What we are finding is that there is a relatively small subpopulation of neurons, on the order of 10 percent of those we record from at a given time, that is clearly sensitive to these competing streams of information. Their firing rate changes. They fire more when there is conflicting information than when information is not conflicting.

So, you’ve discovered a subset of cells that kind of rev up when they detect conflicting information? What is the result of their increased firing?

What’s interesting is that there is a bigger population of cells, sometimes nearly half of the cells we record, that at first don’t appear to be sensitive to conflicting information. If you look at their firing rates alone, it seems like they don’t do anything. But when you look at the timing of their firing in the context of background activity in the cell population—what is called local field potentials, or oscillations of neural activity—it becomes clear how coordinated their firing is with these background oscillations. It suggests these neurons pay attention to conflict: They coordinate their firing with the background activity in a way that we think may help transmit that information to other parts of the brain.

A single neuron firing is like a voice in the forest: It can get lost easily. But if the voice can somehow be amplified across a large spatial scale, say by being echoed by someone 100 yards away, who passes that signal on and recruits others to do the same, the signal is less likely to be lost. That mechanism is what we find in this small population of cells. They recruit a much bigger population of cells to convey the information to other cells and other areas of the brain.

Why is this finding significant?

It speaks to the mechanism. There has been a lot of conflicting information from human fMRI studies vs. neural recordings in animals, and there is disagreement in the literature about whether individual cells are sensitive to these kinds of signals, such as conflict or difficulty. This work helps answer that question by identifying cells that are definitely sensitive to this type of information.

Still, not that many cells seem to have this sensitivity, so we asked how they coordinate with other cell populations. Our findings provide a mechanistic explanation of how a small population of cells can have their voices heard, so to speak, to convey the necessary information to other brain regions to coordinate decision-making.

Is this then proof of the conflict theory?

I would broaden the terminology and say these cells are sensitive to overall difficulty, or to situations that demand attention or control. It may be conflict, defined as some sort of incongruence, or it may be that there is a low level of information, like a hazy picture that only becomes clear as you get more information. It could also be danger, or something particularly rewarding or opportune. These cells sense the situation and send a signal to pay attention. It’s as if they’re calling for reinforcement, or requesting allocation of more cognitive effort to the task at hand.

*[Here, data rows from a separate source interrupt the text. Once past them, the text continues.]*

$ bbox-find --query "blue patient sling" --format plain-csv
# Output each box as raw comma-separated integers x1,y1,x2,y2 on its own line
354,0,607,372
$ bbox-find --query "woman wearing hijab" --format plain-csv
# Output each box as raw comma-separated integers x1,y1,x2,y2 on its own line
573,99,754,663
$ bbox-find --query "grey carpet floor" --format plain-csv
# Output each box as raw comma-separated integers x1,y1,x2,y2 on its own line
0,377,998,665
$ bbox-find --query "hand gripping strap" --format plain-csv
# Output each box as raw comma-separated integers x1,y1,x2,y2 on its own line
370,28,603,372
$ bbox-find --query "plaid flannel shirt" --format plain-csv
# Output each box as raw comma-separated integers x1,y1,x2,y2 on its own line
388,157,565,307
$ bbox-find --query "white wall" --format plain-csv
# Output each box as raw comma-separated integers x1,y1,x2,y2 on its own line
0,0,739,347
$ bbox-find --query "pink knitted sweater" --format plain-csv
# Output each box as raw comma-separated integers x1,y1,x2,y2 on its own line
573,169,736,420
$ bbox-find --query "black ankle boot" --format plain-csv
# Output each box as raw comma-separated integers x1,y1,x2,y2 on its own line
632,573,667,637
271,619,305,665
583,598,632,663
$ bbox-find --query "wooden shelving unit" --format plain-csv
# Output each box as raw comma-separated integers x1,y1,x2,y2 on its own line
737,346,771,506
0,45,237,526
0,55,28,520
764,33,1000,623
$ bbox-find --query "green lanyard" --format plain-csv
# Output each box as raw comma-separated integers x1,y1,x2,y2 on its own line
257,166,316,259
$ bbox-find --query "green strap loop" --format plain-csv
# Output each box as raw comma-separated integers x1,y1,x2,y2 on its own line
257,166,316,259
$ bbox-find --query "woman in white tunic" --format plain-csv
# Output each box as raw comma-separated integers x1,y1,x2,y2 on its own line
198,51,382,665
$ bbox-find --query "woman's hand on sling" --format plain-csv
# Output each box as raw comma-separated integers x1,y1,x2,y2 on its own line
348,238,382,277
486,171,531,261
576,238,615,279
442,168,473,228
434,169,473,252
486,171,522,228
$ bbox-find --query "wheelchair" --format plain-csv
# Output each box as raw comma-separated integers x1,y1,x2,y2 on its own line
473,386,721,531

Is there a name for these cells?

Good question. We could call them the Dana cells. [laughs] We just call them cells that are sensitive for demand or control. We don’t have a cool name for them yet.

How has the Dana grant advanced your research program?

This was the first research grant I got when I started my lab here almost five years ago. It has been instrumental in starting this work, hiring a post-doc, and in discovering the first pieces of data. The initial research has now snowballed into NIH funding both at an individual level, with an RO1 grant that is essentially a continuation of this work, and in collaboration with a couple other groups to examine these issues in concert with related questions. In addition, the big center that we’re starting at Columbia, the Cognitive Science and Neuromodulation Program, was seeded by the Dana grant.